Loop through all the filtered test examples, using your classification function to predict the label for each one. Also create a way of determining if the prediction was correct or not, based on the labels of the test data. Compute the fraction or percentage of correctly predicted examples. How does this change as K varies? Try K 1-10 (at least) and record the accuracy.
When I run your program on the command line as shown below:
python3 knn.pyYou should output something like this (round accuracy to 3 decimal places):
Nearest Neighbors:
K=1, xx.xxx%
K=2, xx.xxx%
...
K=10, xx.xxx%Make sure to fill out the README.md with answers to all the analysis questions! Also make sure to add your math diagnostic to the github repo. Be sure to commit your work often to prevent lost data. Only your final pushed solution will be graded.
Credit: based on Exercise 2.8 from “The Elements of Statistical Learning”
If you do any of the extensions, document this in your README.md (especially if you included command line arguments). I occasionally demo excellent extensions in class.

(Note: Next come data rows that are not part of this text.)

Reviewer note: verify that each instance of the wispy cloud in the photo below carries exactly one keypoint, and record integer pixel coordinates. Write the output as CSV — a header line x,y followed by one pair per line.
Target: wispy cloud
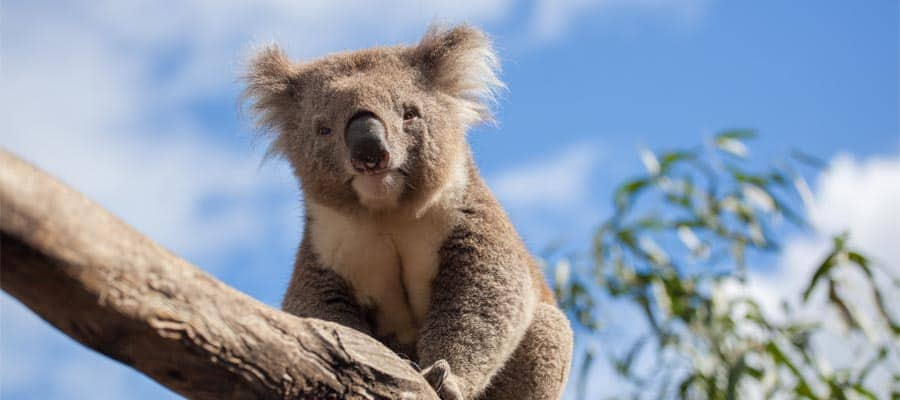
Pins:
x,y
100,94
859,197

Extend your algorithm to a multi-class setting (i.e. distinguish between 3 or more digits). How does this change your best value of K?
If you are familiar with confusion matrices, create one for this test dataset and your “best” value of K.
Create a plot of accuracy vs. K.
Visualize some of the examples that were classified incorrectly. The examples are 16x16 gray-scale images, so you can plot them on a grid.
Create command line arguments for which digits to include (here we chose 2 and 3, but you could let the user decide). Or you could let the user decide how much training data to use, what K value to use, or how many classes to use.